Lessons Learned in Human Rights from the War in Afghanistan

A little over two years ago, America left Afghanistan for the same reason it came 20 years earlier: Washington’s calculation about U.S. interests and feelings at home. As time has passed, revisionist accounts portray the post-9/11 wars as driven by a principled pursuit of human rights and democracy — a comforting but inaccurate account. 

The brutality of America’s military interventions in Afghanistan and Iraq, coupled with their far–reaching consequences, make it tempting to mislead ourselves about their origins and our ability to remake foreign lands. The return of the Taliban in Afghanistan has been particularly hard to accept because, unlike Iraq, it was “the good war.” It was a war I volunteered for. The initial U.S. invasion liberated Afghans from the Taliban’s oppressive grip, sent al–Qaeda on the run, and sought to avenge 9/11. 

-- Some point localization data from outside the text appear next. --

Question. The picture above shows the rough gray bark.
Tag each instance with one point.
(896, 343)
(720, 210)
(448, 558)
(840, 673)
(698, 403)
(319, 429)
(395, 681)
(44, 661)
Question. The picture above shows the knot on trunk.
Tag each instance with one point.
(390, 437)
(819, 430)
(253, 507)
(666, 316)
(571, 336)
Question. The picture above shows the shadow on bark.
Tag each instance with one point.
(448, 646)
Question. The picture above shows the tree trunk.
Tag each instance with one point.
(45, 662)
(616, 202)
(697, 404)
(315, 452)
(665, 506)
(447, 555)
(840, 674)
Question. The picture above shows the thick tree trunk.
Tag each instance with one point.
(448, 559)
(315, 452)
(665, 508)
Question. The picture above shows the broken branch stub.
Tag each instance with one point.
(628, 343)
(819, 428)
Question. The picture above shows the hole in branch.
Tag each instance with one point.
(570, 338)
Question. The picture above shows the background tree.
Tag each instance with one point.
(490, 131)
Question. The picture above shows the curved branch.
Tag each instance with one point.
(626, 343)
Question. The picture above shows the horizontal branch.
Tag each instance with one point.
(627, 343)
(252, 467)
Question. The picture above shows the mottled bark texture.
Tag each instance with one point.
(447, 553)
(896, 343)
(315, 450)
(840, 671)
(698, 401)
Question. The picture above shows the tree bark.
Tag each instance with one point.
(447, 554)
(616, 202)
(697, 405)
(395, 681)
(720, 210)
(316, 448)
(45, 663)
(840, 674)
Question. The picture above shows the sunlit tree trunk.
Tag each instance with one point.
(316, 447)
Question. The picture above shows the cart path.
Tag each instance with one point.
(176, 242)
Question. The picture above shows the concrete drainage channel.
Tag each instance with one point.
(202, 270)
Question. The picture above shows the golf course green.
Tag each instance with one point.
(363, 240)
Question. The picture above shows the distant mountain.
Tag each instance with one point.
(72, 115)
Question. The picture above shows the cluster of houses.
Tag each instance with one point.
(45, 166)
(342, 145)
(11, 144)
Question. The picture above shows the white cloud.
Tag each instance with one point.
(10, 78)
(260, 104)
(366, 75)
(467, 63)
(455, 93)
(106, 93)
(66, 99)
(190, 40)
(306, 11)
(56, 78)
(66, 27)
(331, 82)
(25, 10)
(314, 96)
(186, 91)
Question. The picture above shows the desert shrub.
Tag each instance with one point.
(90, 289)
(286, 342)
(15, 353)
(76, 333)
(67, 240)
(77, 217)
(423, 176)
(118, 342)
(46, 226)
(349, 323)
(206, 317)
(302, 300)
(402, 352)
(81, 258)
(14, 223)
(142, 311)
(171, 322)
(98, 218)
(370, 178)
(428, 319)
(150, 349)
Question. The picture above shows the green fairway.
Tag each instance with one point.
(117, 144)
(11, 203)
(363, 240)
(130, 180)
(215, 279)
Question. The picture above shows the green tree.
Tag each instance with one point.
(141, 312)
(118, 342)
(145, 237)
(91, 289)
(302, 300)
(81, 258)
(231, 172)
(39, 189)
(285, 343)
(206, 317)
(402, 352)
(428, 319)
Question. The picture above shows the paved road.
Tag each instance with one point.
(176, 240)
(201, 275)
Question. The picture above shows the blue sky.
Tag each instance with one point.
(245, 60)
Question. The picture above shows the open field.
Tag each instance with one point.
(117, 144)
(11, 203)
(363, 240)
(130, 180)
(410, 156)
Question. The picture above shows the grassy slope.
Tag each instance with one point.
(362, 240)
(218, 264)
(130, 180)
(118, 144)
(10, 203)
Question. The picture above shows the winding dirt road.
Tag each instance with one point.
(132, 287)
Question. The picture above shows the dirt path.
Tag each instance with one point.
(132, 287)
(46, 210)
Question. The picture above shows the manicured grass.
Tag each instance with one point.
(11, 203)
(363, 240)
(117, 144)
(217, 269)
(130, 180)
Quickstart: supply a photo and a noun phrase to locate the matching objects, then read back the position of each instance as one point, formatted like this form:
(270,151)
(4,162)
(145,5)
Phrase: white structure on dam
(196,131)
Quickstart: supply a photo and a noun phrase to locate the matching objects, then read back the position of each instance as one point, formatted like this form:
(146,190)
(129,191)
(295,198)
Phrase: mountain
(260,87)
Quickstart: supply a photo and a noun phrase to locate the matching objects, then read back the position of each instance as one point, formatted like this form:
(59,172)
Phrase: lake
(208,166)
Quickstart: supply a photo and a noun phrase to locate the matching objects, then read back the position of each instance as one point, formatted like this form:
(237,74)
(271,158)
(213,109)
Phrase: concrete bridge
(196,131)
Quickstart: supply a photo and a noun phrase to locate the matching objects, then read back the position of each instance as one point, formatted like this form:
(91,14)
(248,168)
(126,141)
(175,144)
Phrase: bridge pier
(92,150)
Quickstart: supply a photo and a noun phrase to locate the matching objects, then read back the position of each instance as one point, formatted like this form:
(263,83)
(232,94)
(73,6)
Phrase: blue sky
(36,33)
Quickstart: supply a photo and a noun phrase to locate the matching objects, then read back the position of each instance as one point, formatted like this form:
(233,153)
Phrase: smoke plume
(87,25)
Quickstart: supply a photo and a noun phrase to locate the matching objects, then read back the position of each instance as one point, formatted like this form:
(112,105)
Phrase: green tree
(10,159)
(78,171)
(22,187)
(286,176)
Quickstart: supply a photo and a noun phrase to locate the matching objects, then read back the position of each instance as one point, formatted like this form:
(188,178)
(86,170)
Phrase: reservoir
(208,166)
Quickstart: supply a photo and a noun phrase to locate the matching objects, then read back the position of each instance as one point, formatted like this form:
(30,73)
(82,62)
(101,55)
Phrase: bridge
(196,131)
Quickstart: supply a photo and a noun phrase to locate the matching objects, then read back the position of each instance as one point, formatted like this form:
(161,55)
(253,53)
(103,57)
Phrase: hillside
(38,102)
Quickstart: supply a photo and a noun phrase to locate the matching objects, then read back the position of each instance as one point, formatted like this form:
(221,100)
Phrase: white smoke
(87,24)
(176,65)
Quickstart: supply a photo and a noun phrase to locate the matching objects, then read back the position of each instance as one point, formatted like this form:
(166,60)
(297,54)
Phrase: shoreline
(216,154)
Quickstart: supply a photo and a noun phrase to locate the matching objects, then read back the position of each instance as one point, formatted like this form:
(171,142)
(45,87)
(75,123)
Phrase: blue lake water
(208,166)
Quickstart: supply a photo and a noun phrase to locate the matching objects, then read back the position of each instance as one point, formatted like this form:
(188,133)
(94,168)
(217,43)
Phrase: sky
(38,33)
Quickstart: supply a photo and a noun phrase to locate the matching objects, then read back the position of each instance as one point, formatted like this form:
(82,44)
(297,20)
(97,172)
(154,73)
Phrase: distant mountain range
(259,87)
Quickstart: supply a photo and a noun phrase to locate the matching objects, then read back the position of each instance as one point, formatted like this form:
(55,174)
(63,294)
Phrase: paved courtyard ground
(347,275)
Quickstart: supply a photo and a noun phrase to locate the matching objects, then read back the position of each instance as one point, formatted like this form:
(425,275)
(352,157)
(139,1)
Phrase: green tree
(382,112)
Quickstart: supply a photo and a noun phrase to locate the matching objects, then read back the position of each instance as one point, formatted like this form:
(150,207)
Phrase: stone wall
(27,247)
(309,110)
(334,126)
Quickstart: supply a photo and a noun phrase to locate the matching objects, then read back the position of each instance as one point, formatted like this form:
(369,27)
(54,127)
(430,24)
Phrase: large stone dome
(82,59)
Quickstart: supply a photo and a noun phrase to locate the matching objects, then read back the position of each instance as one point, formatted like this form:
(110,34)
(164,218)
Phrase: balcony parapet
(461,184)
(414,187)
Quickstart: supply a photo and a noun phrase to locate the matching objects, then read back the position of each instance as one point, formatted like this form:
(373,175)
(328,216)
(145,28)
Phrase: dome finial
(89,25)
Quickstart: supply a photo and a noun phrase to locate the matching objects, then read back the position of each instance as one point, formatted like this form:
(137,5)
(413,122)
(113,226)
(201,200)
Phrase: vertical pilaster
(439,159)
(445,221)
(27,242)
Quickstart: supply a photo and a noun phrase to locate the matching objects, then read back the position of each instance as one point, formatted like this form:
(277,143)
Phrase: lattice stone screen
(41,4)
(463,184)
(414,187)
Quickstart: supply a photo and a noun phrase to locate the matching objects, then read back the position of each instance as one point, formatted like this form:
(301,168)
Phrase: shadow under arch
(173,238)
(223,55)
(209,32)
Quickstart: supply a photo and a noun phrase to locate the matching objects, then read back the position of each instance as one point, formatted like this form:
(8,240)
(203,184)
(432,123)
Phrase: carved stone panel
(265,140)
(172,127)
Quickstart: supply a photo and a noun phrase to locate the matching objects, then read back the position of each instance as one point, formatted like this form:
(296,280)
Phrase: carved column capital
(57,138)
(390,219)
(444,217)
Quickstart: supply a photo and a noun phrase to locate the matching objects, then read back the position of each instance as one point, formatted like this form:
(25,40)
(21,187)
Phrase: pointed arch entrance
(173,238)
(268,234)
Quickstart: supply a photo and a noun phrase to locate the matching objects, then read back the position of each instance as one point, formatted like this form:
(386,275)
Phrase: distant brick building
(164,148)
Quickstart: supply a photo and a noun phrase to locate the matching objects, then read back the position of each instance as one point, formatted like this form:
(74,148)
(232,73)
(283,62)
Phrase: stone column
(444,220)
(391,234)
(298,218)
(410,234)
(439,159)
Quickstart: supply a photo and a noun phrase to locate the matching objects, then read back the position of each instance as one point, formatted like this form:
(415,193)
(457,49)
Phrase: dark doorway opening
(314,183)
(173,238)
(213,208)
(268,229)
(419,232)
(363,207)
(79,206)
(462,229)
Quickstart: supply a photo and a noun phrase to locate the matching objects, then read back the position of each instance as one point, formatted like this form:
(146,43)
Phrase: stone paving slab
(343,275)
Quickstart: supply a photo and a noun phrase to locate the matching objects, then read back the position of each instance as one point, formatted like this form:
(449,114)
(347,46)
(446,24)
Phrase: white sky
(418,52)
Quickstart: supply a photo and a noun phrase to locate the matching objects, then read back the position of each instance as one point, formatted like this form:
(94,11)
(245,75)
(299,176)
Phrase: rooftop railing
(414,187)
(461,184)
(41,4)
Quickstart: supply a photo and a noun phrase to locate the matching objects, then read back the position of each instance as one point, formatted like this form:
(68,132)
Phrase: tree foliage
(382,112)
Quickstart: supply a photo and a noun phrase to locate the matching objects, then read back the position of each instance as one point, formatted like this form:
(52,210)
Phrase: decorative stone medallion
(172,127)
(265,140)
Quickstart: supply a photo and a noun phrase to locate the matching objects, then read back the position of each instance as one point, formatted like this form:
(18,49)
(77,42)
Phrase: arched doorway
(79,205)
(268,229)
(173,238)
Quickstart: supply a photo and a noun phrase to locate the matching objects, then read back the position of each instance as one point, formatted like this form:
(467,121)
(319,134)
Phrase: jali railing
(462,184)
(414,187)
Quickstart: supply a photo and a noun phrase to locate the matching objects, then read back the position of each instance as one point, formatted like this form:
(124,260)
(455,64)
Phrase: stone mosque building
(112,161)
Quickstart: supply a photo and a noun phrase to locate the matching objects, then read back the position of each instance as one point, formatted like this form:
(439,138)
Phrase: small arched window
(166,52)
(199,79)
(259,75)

The last Afghan government, while corrupt and incompetent, at least aspired to uphold the rights of all Afghans, including women. U.S.–backed efforts were largely responsible for lowering maternal death rates, raising literacy, and vastly improving the country’s urban infrastructure. But it was the U.S. military’s two trillion dollar war effort — and more importantly, Afghans’ mistaken belief that Washington would stick around — that sustained this government for as long as it did. It was also sustained by our willingness to partner with ruthless warlords and turn a blind eye to elite U.S.–sponsored units that terrorized Afghans. The aid and investment that accompanied the U.S.–led war effort increased maternal health indicators, literacy, and built critical infrastructure. But improvements in quality of life were not felt evenly across the country and in some areas they came at the cost of terrible and never ending violence.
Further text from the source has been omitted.